Liar Hans.
Liar Hans, whom I spoke of, was one of the institutions of the town, along with Maren Dragoon, the apple woman, the memory of whose early flirtation with a dragoon—she was sixty and had a beard when I knew her—was thus perpetuated, and Hop-Carolina, so called because one of her legs was shorter than the other. How and why Hans got his nickname, I don’t know. I know that he hated us, probably for yelling it at him, and that he compelled me for a long time to go armed with a horsewhip for fear of him. The Liar was a professional skinner of cats. Women wore tanned catskins in those days as we wear chamois chest protectors, with the hairy side in, and this demand Liar Hans supplied. So he went about with a sack with dead cats in it, and from this brought up his ammunition when a fight befell, as it did whenever one of the Latin School boys hove in sight. Then the air was filled with cats that went back and forth till we ran; for Hans did not know the word surrender. He cornered me once in our own street, and there ensued a mighty combat between the Liar and his cats on one side, and myself and Othello, my dog, on the other, in which my horsewhip did great execution until we fled in disorderly retreat and got wedged in the doorway, the dog and I, where Hans laid it on both of us with a cat he had by the tail. My mother’s exclamation of horror, as she came out to see what was the matter, set us free at last.
I have forgotten the name of the man who lived just out of town and kept bees. I cannot even remember whether he occupied the old manse at Lustrup or the Dam-house. It was one of them, I know. The thing I do remember is the shift he made to tend his bees without getting up with the sun as did they. The honey they gather on the heath when the broom is purple has a wild flavor which nothing can match, but it is essential that they shall be about it early, while the morning sun is on the heather. For some reason they closed the hives at night, and some one had to open them at sunrise. The keeper was fond of lying late in bed, and it was laziness in this instance that was the mother of invention. He kept hens also, and their coop adjoined the hives. They were early risers too; he heard them jump down from their roosts when he ought to be out tending his bees. So he hit upon a contrivance, a sort of lever under the roost, which, when the hens jumped upon it, opened the hives and let the bees out. After that he could lie in bed and laugh while his husbandry went on. He was the only inventor I ever knew the Old Town to turn out, unless you count in the telegrapher who came when the wires had been strung to our coast. He was a lonesome, morose man, fond of taking long walks by himself. On one of his tramps a vagrant dog attached itself to him, and the two became friends. The telegrapher had the notion, however, that a well-behaved dog must trot obediently at its master’s heels, and that he could not make his dog do. So he kept him half-starved, and when he went out, tied a piece of meat to the end of his stick. After that they were always seen together in the orthodox way, the dog sniffing industriously in his tracks as he strode along, looking neither to the right nor to the left. He was a very thin and ungainly man, who could look over a six-foot fence without standing on his toes, and the procession through the town was most singular.

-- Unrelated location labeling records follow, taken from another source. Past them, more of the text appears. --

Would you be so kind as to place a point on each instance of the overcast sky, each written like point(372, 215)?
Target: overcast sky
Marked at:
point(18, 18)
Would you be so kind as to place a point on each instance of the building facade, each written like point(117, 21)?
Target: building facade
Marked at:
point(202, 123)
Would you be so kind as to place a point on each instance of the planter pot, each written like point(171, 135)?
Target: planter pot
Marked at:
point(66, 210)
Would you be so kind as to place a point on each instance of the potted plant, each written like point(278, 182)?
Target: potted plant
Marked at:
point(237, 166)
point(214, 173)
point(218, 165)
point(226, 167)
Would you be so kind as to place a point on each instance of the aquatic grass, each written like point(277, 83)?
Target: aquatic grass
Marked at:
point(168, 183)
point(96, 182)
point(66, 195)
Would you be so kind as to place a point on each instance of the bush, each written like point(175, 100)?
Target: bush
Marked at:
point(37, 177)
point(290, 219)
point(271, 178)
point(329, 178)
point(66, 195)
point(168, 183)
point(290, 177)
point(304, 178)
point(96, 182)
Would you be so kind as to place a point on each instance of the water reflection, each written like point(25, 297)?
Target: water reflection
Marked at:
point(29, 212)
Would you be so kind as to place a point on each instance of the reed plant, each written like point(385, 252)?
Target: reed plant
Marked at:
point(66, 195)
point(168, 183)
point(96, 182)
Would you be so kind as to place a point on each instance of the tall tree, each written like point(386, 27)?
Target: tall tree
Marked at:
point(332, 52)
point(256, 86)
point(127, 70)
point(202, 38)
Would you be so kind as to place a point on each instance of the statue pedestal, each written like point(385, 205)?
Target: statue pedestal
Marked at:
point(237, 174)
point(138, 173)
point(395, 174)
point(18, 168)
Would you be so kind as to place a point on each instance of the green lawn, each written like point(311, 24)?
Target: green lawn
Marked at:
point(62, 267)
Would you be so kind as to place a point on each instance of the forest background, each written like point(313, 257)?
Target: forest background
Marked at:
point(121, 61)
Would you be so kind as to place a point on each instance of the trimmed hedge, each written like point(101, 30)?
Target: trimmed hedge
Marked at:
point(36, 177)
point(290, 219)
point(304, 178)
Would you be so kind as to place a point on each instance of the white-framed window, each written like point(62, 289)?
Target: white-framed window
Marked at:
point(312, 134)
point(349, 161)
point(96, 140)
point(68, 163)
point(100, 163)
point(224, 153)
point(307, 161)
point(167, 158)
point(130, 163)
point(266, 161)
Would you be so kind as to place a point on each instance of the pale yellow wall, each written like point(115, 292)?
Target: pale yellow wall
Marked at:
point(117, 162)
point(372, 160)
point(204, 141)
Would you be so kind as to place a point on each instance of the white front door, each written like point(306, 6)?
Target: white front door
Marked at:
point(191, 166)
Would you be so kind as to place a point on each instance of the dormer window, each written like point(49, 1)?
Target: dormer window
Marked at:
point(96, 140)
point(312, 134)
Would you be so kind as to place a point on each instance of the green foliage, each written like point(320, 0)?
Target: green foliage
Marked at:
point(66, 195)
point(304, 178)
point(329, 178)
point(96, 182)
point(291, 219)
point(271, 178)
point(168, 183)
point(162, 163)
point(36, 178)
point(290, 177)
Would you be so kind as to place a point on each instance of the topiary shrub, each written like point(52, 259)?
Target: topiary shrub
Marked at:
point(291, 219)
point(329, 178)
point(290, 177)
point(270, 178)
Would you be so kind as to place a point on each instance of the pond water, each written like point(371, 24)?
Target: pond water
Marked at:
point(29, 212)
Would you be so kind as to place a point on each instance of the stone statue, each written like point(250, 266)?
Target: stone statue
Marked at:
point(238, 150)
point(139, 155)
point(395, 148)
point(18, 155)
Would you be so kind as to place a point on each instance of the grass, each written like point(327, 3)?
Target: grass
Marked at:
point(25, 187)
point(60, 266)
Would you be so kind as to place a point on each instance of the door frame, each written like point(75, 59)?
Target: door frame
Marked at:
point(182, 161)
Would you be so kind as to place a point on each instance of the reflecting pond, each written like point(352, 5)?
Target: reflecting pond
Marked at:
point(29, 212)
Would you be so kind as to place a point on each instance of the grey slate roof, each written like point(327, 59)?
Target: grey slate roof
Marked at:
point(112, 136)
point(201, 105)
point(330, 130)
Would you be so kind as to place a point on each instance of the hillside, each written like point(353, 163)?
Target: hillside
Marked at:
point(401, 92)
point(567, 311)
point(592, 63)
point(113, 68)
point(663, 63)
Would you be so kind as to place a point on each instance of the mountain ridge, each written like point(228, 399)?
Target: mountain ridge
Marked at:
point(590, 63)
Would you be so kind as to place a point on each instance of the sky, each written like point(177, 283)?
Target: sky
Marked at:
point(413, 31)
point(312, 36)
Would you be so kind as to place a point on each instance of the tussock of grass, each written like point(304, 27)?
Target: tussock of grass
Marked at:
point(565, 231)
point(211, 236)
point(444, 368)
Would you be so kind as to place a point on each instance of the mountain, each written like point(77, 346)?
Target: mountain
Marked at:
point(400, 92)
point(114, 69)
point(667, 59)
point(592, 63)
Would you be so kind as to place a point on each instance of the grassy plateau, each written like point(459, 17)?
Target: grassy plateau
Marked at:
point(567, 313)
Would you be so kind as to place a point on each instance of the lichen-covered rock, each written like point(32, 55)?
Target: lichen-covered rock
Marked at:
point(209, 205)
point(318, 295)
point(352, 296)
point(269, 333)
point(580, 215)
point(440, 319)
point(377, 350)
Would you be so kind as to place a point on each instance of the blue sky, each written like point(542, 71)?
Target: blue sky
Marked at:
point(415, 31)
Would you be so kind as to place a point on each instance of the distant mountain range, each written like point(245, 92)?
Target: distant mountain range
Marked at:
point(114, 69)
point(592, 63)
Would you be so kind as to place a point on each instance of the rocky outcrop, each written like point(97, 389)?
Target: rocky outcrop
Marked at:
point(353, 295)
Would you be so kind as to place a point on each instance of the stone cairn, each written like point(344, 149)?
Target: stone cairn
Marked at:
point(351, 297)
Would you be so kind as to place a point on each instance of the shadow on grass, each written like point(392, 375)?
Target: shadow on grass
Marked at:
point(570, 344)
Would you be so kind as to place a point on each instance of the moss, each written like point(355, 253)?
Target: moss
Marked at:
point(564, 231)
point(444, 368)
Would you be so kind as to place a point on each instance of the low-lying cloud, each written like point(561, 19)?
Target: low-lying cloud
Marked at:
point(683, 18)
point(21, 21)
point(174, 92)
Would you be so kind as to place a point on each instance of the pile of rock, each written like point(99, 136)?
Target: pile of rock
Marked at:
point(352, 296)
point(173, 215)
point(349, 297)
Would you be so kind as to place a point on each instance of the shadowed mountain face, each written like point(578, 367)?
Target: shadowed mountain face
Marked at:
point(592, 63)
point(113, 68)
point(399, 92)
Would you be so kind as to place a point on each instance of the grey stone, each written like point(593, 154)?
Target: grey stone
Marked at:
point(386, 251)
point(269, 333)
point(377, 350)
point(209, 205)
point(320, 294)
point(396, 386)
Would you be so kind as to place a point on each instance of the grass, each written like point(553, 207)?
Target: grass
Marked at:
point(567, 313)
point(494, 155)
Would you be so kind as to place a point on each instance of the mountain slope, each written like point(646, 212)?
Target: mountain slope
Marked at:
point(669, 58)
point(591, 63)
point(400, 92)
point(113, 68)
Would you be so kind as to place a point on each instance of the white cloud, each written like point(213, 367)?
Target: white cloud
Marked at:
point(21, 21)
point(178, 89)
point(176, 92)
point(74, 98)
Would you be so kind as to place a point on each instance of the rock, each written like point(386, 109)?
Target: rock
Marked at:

Of course we dubbed him “the Bone.”
The old bookseller was there, whose birthday was a movable feast. The date had been lost, and as it was somewhere in the spring and he liked Whitsuntide, anyhow, he kept it on that Sunday, whenever it came. It was something to have even the sun get up and dance on your birthday. Perhaps that persuaded him. It was the tradition that you could see the sun skip for joy on the holy morning very early, in that latitude. Most people took the dance on trust and stayed in bed. And we had the funny German shoemaker whose bills were the gems of the town. The one he sent to the factory owner’s wife, who was a very fine and aristocratic lady, became its great classic. It ran thus:
“En Paar Stiefel
“Die Madame—Verschnudelt und hintergeflickt.”[4]
There used to be a Postmaster in the Old Town who had a very quick and violent temper. The post-chaise was upset once when he was the only passenger, and in such a way that he was imprisoned within it and unable to open the door. He called in vain for help; the driver did not come. At that his gorge rose, and he shrieked angrily: “Niels! Niels! Where are you? Come at once.”
“I cannot, Mr. Postmaster,” Niels’ voice spoke patiently from the ditch. “I am lying here with a broken leg.”
“Hang your leg,” yelled the angry man, from the chaise; “come at once, I tell you. I am lying here with a broken neck.”